The questionnaire also included demographic questions about age, biological sex, education level, country of birth, years lived in Sweden and health status. Health status was measured with the well-used and established question “How do you assess your overall health status? “ with its response options, “very poor, poor, fair, good, or very good” [32]. Electronic health literacy, i.e. “the ability to seek, find, understand, and appraise health information from electronic sources and apply the knowledge gained to addressing or solving a health problem” [33], was measured using the Arabic Electronic Health Literacy Scale (Ar-eHEALS) consisting of 8 items [25]. The items are answered on a Likert Scale ranging from 5 (strongly agree) to 1 (strongly disagree). The value of the items are added together to produce an Ar-eHEALS sum score [25].
Psychometric testing and data analysis
The COnsensus-based Standards for the selection of health Measurement INstruments (COSMIN) guided the choice of correct psychometric tests [34-37]. Data are presented with both number and percentages or with mean, standard deviation (SD) and intervals, depending on what is appropriate based on the type of data. Potential differences in biological sex, age, years in Sweden, educational level and self-perceived health between participants with a valid, respectively non-valid, HLS-EU-Q16 index score, and between participants in the test and re-test group, was assessed using the chi-square test, independent sample t-test and Mann-Whitney U test. Two tailed p values < 0.05 was considered as statistically significant. Floor and ceiling effects (the number of respondents with the lowest or highest possible score on the instrument when answering), were examined by calculating the percentage of respondents who had those scores. If >15% respondents have the lowest score, floor effect could be considered, and if >15% respondents have the highest score, ceiling effect could be considered [37]. Frequency of missing data for each item was calculated and evaluated based on the criterion of < 5% [38].
Construct validity, which describes how well the results from an instrument are consistent with a hypothesis (i.e., assessing the concept that it is designed to measure) [35], was examined by analysing the associations between Ar-HLS-EU-Q16 index score, Ar-HLS-EU-Q6 index score, age, level of education, self-perceived health and electronic health literacy, by calculating Spearman's rank correlation. Negative correlation between health literacy and high age [39-41], and positive correlations between health literacy and high level of education [21, 39, 40, 42], high self-perceived health [20, 39, 43], years in Sweden [26] and high electronic health literacy [24] have been found in previous studies. A correlation coefficient magnitude between 0 and 0.1 was viewed as negligible, between 0.1 and 0.39, as weak, between 0.4 and 0.69, as moderate, between 0.7 and 0.89, as strong, and between 0.9 and 1.0, as very strong [44].

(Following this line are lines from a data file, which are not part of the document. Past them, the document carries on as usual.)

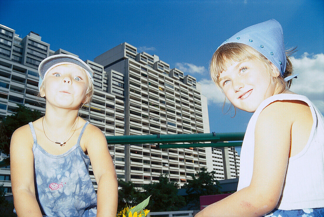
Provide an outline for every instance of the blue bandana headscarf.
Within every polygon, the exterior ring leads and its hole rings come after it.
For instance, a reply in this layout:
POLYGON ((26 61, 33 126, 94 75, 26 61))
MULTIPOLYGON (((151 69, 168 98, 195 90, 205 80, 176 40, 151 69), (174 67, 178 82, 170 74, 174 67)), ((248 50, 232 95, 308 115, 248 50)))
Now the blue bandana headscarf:
MULTIPOLYGON (((282 28, 277 20, 272 19, 246 28, 226 40, 219 47, 230 43, 244 44, 253 48, 275 66, 284 77, 286 53, 282 28)), ((285 80, 286 81, 296 77, 297 75, 289 76, 285 80)))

Criterion validity was examined by assessing the agreement between CHL levels defined by the Ar-HLS-EU-Q16 and CHL levels defined by Ar-HLS-EU-Q6 using the Cohen κ coefficient. The Cohen κ coefficient was also used to assess test-retest reliability, i.e., the agreement between the two points in time. A Cohen K coefficient value > 0.7 was considered acceptable [36]. Internal consistency reliability, (the correlation between the items in the instruments) were assessed using Cronbach α (>0.7 indicating good reliability) [36]. Split-half reliability was calculated using Spearman’s-Browns coefficient with a reliability coefficient of .70 to 0.95 considered acceptable [36].